21. The High Court considered that the ward in which the applicant was detained was appropriate (“ egnet ”), and that a sufficient arrangement had been established for him through the adaptation of realities, two “earmarked” officers and offers of possibilities beyond what was given to persons serving their sentence and other detained persons (“ forvaringsd ømte ”) . The fact that the institution had not managed to further develop an individual programme for the applicant was above all due to the applicant ’ s difficult behaviour ( kontrære opptreden ). Although connected to his personality disorders, it would be wrong if a person could effectively “discharge himself” by refusing to accept any offers of help that were made to him.
22. In conclusion, the High Court found that the applicant ’ s further stay at the institution would not run contrary to Articles 3 or 5 of the Convention. With respect to the time spent handling the applicant ’ s request that he be discharged and whether there had been a breach of Article 5 § 4 of the Convention, the High Court disagreed with the District Court. In the High Court ’ s view, a processing time of slightly more than six months was acceptable, in particular when taking into account the fact that this time also covered the appointment of the experts and the carrying out of their work.
23. On 27 July and 14 August 2013 the applicant appealed against the High Court ’ s judgment.
24. On 18 September 2013 the applicant was refused leave to appeal to the Supreme Court.
COMPLAINTS
25. The applicant complains that his placement in Ila prison entails a violation of Article 5 § 1 (e) of the Convention: he is not undergoing any treatment, a situation which is not in accordance with the Supreme Court ’ s judgment of 2011, and all the other detainees at Ila are prisoners serving criminal sentences.

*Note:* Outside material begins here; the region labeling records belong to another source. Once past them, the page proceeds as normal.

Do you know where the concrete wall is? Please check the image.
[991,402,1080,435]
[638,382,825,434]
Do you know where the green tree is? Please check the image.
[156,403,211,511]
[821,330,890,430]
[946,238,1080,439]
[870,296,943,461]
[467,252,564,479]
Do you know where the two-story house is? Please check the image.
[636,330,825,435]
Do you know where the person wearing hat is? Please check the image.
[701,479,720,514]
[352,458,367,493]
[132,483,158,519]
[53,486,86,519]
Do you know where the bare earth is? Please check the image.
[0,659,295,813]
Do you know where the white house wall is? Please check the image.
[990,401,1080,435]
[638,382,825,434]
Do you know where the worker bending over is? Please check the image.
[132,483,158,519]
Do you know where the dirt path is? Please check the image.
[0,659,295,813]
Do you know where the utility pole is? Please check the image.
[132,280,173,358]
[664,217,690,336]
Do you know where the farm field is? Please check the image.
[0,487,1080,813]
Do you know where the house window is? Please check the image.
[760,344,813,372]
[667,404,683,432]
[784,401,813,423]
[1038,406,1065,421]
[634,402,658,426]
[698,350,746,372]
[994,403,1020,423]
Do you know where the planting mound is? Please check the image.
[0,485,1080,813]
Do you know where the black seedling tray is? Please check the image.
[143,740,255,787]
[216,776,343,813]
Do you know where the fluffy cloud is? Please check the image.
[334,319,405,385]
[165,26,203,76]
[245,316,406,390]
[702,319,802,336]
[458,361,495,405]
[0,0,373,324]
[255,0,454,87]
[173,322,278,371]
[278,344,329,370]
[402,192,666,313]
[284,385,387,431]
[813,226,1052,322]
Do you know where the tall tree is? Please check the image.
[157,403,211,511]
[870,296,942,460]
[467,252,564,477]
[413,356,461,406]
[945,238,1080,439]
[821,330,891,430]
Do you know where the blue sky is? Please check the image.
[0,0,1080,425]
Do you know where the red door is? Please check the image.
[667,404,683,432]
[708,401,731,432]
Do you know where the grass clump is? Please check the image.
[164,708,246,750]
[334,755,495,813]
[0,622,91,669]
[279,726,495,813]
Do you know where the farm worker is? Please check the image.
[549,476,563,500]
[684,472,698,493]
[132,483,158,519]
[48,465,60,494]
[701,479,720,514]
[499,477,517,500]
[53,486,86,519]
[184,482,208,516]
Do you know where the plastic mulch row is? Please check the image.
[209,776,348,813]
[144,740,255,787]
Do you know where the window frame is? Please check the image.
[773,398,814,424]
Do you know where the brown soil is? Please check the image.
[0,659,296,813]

26. The applicant also complains that there has been a breach of his right under Article 5 § 4 of the Convention to take proceedings, since his request for a periodic review of his detention was not decided “speedily” by the domestic courts during the third set of proceedings. He complains under Article 13 that he did not have an effective remedy to address the delay in the District Court ’ s treatment of his case.
QUESTION s TO THE PARTIES
1. Concerning the third set of proceedings, was the applicant deprived of his liberty in breach of Article 5 § 1 (e) of the Convention?
2. Did the length of the third set of proceedings in the present case, by which the applicant sought to challenge the lawfulness of his detention, comply with the “speed” requirement of Article 5 § 4 of the Convention?